Question

A thin lens produces an image of the same size as the object. Then from the optical centre of the lens, the distance of the object is:
A) Zero.
B) 4f
C) 2f
D) $\dfrac{f}{2}$

Answer 1

The image so produced by the thin lens is of the same size as the object. This gives us a hint that the magnification is one. If the magnification is one then it will be very easy to calculate the image distance from the lens.

Formula used: The lens formula is given by,
$\Rightarrow \dfrac{1}{f} = \dfrac{1}{v} - \dfrac{1}{u}$
Where the focal length is f the object distance is u and the image distance is v.
The formula of the magnification is given by,
$\Rightarrow m = \dfrac{v}{u}$
Where magnification is m the image distance is v and the object distance is u.

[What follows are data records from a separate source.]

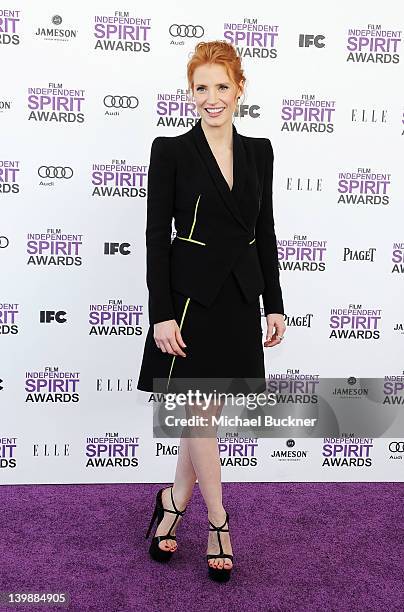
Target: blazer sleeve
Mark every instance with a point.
(266, 240)
(160, 204)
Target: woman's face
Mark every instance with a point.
(214, 90)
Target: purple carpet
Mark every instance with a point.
(298, 547)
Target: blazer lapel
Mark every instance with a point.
(231, 197)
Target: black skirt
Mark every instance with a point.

Complete step by step answer:
It is given in the problem that a thin lens produces an image of the same size as the object and we need to find the object distance.
The lens formula is given by,
$\Rightarrow \dfrac{1}{f} = \dfrac{1}{v} - \dfrac{1}{u}$
On solving the expression of lens formula, we get
$\Rightarrow \dfrac{1}{f} = \dfrac{1}{v} - \dfrac{1}{u}$
$\Rightarrow \dfrac{1}{f} + \dfrac{1}{u} = \dfrac{1}{v}$
$\Rightarrow \dfrac{{u + f}}{{fu}} = \dfrac{1}{v}$
Taking the reciprocal of the equation, we get
$\Rightarrow v = \dfrac{{uf}}{{u + f}}$.........eq. (1)
From this we get the image distance.
Now, we will calculate the magnification.
$\Rightarrow m = \dfrac{v}{u}$
Where magnification is m the image distance is v and the object distance is u.
Putting the value of equation (1) in the magnification formula, we get.
$\Rightarrow m = - \dfrac{v}{u}$
$\Rightarrow m = \dfrac{{\dfrac{{uf}}{{u + f}}}}{u}$
$\Rightarrow m = \dfrac{{uf}}{{u(u + f)}}$
$\Rightarrow m = \dfrac{f}{{u + f}}$………eq. (2)
Thus, magnification produced by the lens is given by the equation (2).
We will now find the object distance form equation (2).
As we know, the image size and object size are the same, therefore, the magnification will be one.
If we substitute the value of magnification in the equation (2), we will get the object distance.
$\Rightarrow m = \dfrac{f}{{u + f}}$
$\Rightarrow 1 = \dfrac{f}{{u + f}}$
$\Rightarrow u + f = f$
$\Rightarrow u = f - f$
$\Rightarrow u = 0$

Therefore, Option A is the correct answer. Thus, the object distance (u) from the lens is zero. This means the object is placed at the optical centre of the lens.

Note:
-If the placement of the object at the optical centre of the lens then it forms the image of the same size as that of the object.
-Magnification refers to the extent up to which an object is magnified when placed before a lens.